Falar um segundo idioma pode ajudar a retardar o envelhecimento do cérebro. É o que aponta um estudo apresentado nesta segunda-feira (6) durante o Fórum da Federação Europeia das Sociedades de Neurociência.
A pesquisa foi realizada com 728 pessoas da região basca, na Espanha, onde é comum o uso de mais de um idioma. Os participantes falavam entre um e quatro idiomas, incluindo espanhol, basco, francês e inglês.
Para avaliar o envelhecimento cerebral, os pesquisadores utilizaram a magnetoencefalografia, técnica que mede os campos magnéticos gerados pela atividade elétrica do cérebro. Em seguida, os dados foram analisados por um sistema de inteligência artificial, capaz de estimar a chamada "idade cerebral" dos participantes.
Os resultados mostraram que pessoas bilíngues apresentavam cérebros que pareciam, em média, seis anos mais jovens do que os de quem falava apenas um idioma.
Entre aqueles que dominavam três idiomas, a diferença chegou a cerca de sete anos. Já os participantes que falavam quatro idiomas apresentaram uma idade cerebral aproximadamente 13 anos inferior à idade cronológica.
Segundo a pesquisadora Lucia Amoruso, responsável pelo estudo, o benefício não está relacionado apenas ao número de idiomas aprendidos.
"A maior proficiência linguística e o aprendizado precoce de uma segunda língua também estiveram associados a um envelhecimento cerebral mais lento. Isso indica que a profundidade e o tempo de exposição à experiência multilíngue fazem diferença", explicou.
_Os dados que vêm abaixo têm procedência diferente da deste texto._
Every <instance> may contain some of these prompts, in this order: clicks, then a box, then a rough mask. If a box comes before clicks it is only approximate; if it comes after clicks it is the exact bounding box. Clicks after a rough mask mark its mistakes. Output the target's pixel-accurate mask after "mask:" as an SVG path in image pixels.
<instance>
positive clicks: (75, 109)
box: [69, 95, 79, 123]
Os pesquisadores consideraram fatores como idade, sexo e escolaridade durante a análise. No entanto, destacam que outros aspectos também podem influenciar a saúde do cérebro, como estilo de vida, alimentação, atividade física e interação social.
A professora Christina Dalla ressaltou que manter hábitos saudáveis continua sendo fundamental para preservar as funções cognitivas ao longo da vida.
Segundo ela, evitar o tabagismo, ter uma alimentação equilibrada, manter uma vida social ativa, praticar atividades culturais e estimular constantemente o cérebro são atitudes que contribuem para um envelhecimento mais saudável.
Embora os resultados reforcem a relação entre o aprendizado de idiomas e a saúde cerebral, os cientistas afirmam que novos estudos serão necessários para confirmar a influência direta do multilinguismo no retardamento do envelhecimento do cérebro.